Sunday, January 17, 2016

Those Ubiquitous Plastic Bags



People have been making pots for millennia, but sometimes I wonder how they did it before the advent of the plastic bag. I go on about simplicity, sustainability, and environmentally-sound compost so I fear this blog will disillusion one and all when I admit my reliance on those big flimsy plastic bags that I collect, recycle, and cherish after my rare trips to the dry cleaners. Stuck, that’s where I would be without them-- quite literally. My clay would be stuck to whatever I was using to shape it. Let me explain this incongruous dependence on the ever-present plastic bag.

As a handbuilder, I use all manner of objects to shape my pots. I make them over bowls and in them, over pumpkins and soccer balls and whatever other form inspires me. Lengths of PVC pipe, leaves, and plastic animals are a few favorites. What prevents my clay from sticking in undignified and frustrating ways to my chosen shape—be it metal, glass, wood, vegetable, or some other material—is that thin layer of plastic.

This is an issue peculiar to handbuilders. Potters’ using wheels depend on water to keep the clay slippery, smooth, and malleable. In contrast, I paddle shapes, apply contrasting clays, maybe add leaves or stamped images. I want my pieces to support themselves so I can safely remove any formative molds sooner rather than later because, as the clay dries, it will shrink and crack.

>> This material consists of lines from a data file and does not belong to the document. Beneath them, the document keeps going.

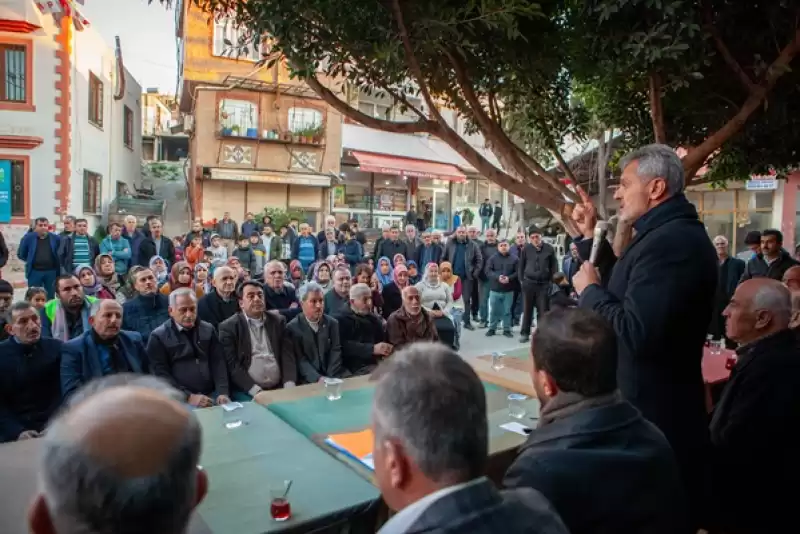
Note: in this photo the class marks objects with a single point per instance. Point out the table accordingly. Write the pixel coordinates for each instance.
(239, 462)
(307, 410)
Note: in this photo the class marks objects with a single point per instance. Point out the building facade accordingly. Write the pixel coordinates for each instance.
(70, 134)
(258, 139)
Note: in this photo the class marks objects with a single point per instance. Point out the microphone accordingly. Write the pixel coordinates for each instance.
(600, 231)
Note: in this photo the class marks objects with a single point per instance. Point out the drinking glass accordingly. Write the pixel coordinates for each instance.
(333, 388)
(516, 405)
(497, 361)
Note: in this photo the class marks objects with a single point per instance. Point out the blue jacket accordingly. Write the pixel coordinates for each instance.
(27, 249)
(145, 313)
(30, 386)
(80, 359)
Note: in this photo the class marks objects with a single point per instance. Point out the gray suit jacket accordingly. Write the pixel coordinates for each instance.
(481, 509)
(318, 354)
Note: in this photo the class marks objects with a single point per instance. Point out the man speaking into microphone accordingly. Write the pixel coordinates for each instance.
(658, 295)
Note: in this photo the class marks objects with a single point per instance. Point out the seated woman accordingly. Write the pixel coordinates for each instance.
(437, 299)
(392, 298)
(411, 322)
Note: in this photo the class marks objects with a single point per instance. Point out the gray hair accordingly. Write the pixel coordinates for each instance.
(359, 290)
(173, 297)
(94, 309)
(450, 443)
(308, 288)
(657, 161)
(775, 298)
(85, 495)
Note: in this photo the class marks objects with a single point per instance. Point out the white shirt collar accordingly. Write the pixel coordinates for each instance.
(405, 518)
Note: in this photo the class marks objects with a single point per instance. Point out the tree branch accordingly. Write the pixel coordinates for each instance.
(345, 109)
(697, 157)
(656, 108)
(412, 61)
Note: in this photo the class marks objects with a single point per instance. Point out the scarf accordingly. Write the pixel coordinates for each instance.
(60, 327)
(384, 279)
(567, 403)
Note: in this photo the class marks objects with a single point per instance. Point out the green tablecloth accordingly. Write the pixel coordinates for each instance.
(242, 462)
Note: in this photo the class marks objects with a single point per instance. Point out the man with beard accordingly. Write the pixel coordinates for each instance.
(221, 303)
(104, 350)
(149, 308)
(465, 256)
(67, 316)
(658, 297)
(256, 346)
(279, 296)
(361, 332)
(187, 353)
(30, 376)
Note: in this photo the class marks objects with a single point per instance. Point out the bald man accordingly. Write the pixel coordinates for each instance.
(753, 427)
(125, 456)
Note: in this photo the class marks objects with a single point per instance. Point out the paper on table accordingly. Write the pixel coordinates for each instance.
(517, 428)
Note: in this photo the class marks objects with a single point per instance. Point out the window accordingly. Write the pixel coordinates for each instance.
(303, 118)
(13, 69)
(92, 192)
(127, 132)
(237, 116)
(232, 42)
(95, 100)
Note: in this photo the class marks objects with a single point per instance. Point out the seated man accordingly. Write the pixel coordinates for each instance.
(752, 427)
(411, 322)
(186, 352)
(256, 346)
(30, 376)
(66, 316)
(148, 309)
(221, 303)
(104, 350)
(361, 332)
(315, 339)
(430, 469)
(279, 297)
(603, 466)
(148, 479)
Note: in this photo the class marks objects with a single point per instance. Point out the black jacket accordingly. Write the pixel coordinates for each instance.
(754, 439)
(359, 334)
(499, 265)
(234, 335)
(756, 267)
(30, 386)
(479, 508)
(606, 470)
(537, 266)
(659, 299)
(148, 250)
(191, 360)
(213, 310)
(318, 354)
(66, 252)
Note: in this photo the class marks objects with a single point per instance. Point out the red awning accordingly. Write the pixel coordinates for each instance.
(407, 167)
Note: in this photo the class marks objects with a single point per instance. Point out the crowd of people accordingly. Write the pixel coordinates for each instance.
(624, 442)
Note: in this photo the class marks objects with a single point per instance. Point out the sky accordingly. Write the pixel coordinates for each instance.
(147, 35)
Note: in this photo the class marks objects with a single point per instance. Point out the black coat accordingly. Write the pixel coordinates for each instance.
(754, 439)
(359, 334)
(30, 386)
(659, 299)
(193, 360)
(606, 470)
(234, 334)
(480, 509)
(148, 250)
(757, 267)
(213, 310)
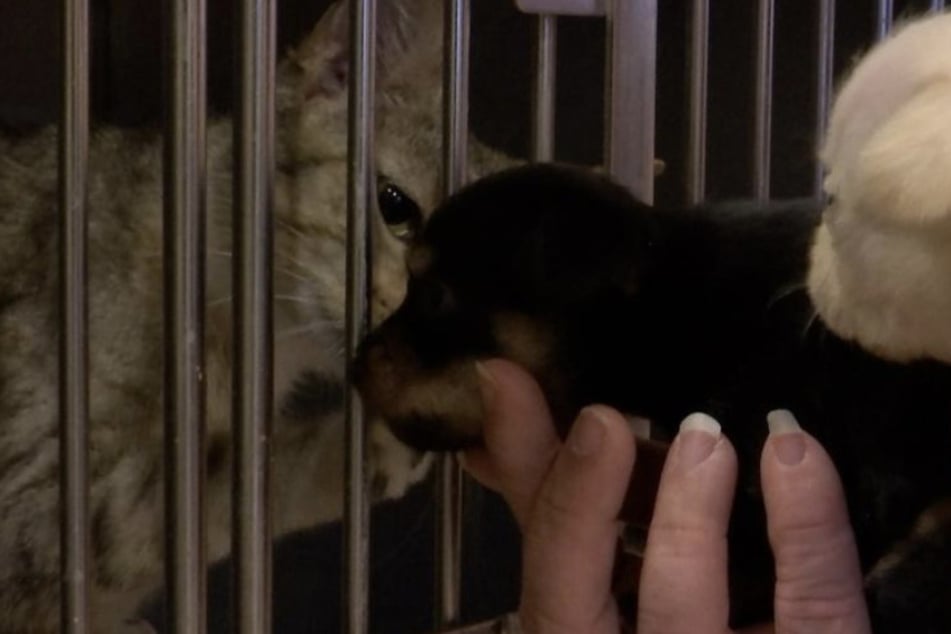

People sometimes describe my stoneware as sculptural, but in reality it blends those properties with traditional pottery techniques. Although I hardly ever use commercial molds, nearly everything in the world around me is subject to being used to help shape my pieces. Between the clay and some supportive and guiding object, and sometimes even between the clay and my hands, that very thin layer of plastic works its smoothing, separating, and simple magic. I wonder what I would have done in times prior to this ubiquitous resource. Use a layer of grease, perhaps, or some thin textile? Cornstarch, maybe, or a large leaf? The bottom line is that, while I scoff at that “better living through chemistry” mantra so pervasive in my youth and preach recycling with zeal, I am thanking the stars for my dusty, battered, oft-used plastic bags.

Sunday, January 10, 2016

Compost!



Compost? Is this the handbuilt stoneware blog? Yes and yes. Compost!

Santa (in her infinite wisdom) brought my husband Bill a tee shirt that says “Compost—can you dig it?” And indeed he does. How is this pertinent to Kahoka pottery? Those pumpkin pots, that’s how. Slabs of clay are smoothed down over pumpkins to share their wonderful organic shape. To a handbuilder, those ridges and curves are more interesting than the perfect round accomplished on a wheel. Than anything can be added (upside down as previously described) to that pumpkin pot—leaves, figures, letters, or nothing at all.

Once a year I carefully select a pumpkin at the farmers’ market to use as my new model. I seek out an unprecedented size or shape and favor the pumpkins with deep ridges that remind me of Cinderella’s coach. At some point in the season, I use my clay to make a mold of that pumpkin since I know my organic globe is
time limited. After valiant service (often of nearly a year), the pumpkin succumbs to old age and lands in the compost. Our compost is in a square made of railroad ties, one on each side and a couple ties high; that’s plenty of space for digging in the new offerings (which are all veggie in nature) so they don’t attract critters.

Spring comes and the compost erupts into a motley patch of fledgling avocado trees, lots of squash of all kinds, some tomato plants, and more of those glorious pumpkins. Bill fusses that vines are crawling out of the compost square and he can’t mow out there. I tell him not to bother them and to gently curl them back in closer to the bin if they are encroaching on his turf. Those vines are on a mission, and it’s all good!